# wife's LE turkey..



## goosefreak (Aug 20, 2009)

well, my wife got her first turkey, she took it with a 20ga... you know how women are, we got on the bird slightly late and were somewhat tailing him when we came to the edge of the knoll he was on. he made his way down into a clearing so we set up just above him on the knoll from where he had just come from, that was gonna be our last try on this bird for fear of spooking him. I set the decoy up and got my wife situated then I walked off about 10 yards to the front and left of my wife to take a quick look. I just wanted to hurry and throw a call out to see if he would come back.

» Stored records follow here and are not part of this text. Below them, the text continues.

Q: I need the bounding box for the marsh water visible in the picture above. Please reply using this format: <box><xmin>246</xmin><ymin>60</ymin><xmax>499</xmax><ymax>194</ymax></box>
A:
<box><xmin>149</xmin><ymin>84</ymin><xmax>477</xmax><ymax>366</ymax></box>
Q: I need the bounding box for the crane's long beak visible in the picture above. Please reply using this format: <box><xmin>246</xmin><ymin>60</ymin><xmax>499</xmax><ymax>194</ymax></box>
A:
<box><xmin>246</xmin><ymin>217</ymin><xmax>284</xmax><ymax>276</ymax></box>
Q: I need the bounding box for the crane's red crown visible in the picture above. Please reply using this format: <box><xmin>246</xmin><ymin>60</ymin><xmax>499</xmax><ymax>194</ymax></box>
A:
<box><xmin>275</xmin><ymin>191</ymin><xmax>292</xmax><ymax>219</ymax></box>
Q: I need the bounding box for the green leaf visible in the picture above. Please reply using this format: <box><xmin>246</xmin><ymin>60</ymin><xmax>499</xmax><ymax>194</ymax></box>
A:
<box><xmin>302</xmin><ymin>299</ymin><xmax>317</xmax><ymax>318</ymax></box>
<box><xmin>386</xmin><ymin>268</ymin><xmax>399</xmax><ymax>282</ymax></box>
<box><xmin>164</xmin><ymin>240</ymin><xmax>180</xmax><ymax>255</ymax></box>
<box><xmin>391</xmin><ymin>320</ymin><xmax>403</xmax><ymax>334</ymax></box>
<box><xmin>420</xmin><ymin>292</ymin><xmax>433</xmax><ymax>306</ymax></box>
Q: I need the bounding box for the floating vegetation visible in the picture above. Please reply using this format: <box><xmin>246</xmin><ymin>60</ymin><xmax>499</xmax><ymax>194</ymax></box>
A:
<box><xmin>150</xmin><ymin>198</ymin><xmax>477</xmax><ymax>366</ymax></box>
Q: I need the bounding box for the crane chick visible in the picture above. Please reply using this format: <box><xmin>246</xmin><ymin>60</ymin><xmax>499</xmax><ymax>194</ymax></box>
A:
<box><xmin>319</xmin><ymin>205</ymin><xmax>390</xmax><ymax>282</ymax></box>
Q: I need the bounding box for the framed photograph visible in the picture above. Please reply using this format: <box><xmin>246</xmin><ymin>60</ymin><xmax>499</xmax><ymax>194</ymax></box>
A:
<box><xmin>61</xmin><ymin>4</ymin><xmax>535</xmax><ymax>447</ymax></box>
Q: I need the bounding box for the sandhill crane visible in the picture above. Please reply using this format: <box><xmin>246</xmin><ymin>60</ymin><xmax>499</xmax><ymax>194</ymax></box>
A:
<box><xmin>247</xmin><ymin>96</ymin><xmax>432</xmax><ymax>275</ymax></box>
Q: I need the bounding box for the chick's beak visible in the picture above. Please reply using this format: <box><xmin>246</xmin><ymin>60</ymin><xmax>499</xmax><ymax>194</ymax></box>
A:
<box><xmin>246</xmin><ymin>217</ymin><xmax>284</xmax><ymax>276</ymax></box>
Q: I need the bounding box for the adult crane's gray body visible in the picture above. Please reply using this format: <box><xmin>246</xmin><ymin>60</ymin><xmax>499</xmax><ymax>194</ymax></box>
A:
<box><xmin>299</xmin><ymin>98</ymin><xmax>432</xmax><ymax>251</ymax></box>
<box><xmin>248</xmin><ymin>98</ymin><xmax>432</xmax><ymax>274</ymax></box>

I call, and the next thing I know he comes strutting up the hill right at me so I FROZE! he's strutting and gobbling 10 yards from me and my wife doesn't have a shot because I'm in the way, after about 3 minutes the bird sees my decoy off to my right side and moves in to take a closer look, he's strutting the entire time. Finally the bird clears past me and my wife has an open shooting lane at about 18-20 yards and freakin lay's the bird out strait!! I mean hammered it! (3" #5 shot) we were both very happy. she's only harvested 2 doves and 1 duck in her lifetime so taking this turkey was very rewarding for her. anyways here you go


----------



## outdoorser (Jan 14, 2013)

Freakin awesome!! Congrats to her and good job.


----------



## utahbigbull (May 9, 2012)

Way to go Nate!!! Glad to see ya get it done for your wife!! That oughta be some brownie points towards the boat


----------



## silentstalker (Feb 19, 2008)

Awesome! Congrats to both of you!


----------



## goosefreak (Aug 20, 2009)

utahbigbull said:


> Way to go Nate!!! Glad to see ya get it done for your wife!! That oughta be some brownie points towards the boat


Oh, believe me, I'm trying to work this boat deal from every angel!!


----------



## Bears Butt (Sep 12, 2007)

Way Cool! Congrats!


----------



## swbuckmaster (Sep 14, 2007)

Pretty cool


----------



## sawsman (Sep 13, 2007)

Fun stuff! way to bring 'em in..


.


----------



## WeaselBrandGameCalls (Aug 16, 2010)

Beautiful!


----------



## Buck fever (Apr 22, 2014)

Thats awsome. I hope to be able to do that with my wife this year.


----------



## Springville Shooter (Oct 15, 2010)

It's a good sign that she didn't shoot you when she had a chance. How long have you been married? Anyway, all kidding aside, congrats.-----SS


----------



## Dirtbag08 (Apr 30, 2013)

I second SS... haha. Congrats on a great hunt!


----------



## goosefreak (Aug 20, 2009)

thanks guys! we've been married 1 year and 1 month, we ate that bird tonight thanksgiving style, I brined it for 36 hours and then smoked it for 12 hours it was freakin awesome!!


----------



## ryan14410 (Nov 8, 2012)

my gosh, sounds freakin' delicious...jealous. nice work and congrats!


----------



## hawglips (Aug 23, 2013)

Congrats to you and your wife!


----------



## goofy elk (Dec 16, 2007)

Nice work!

Time to get her a deer tag....


----------



## goosefreak (Aug 20, 2009)

goofy elk said:


> Nice work!
> 
> Time to get her a deer tag....


Just waiting for the draw! she should draw, she's got 1 point


----------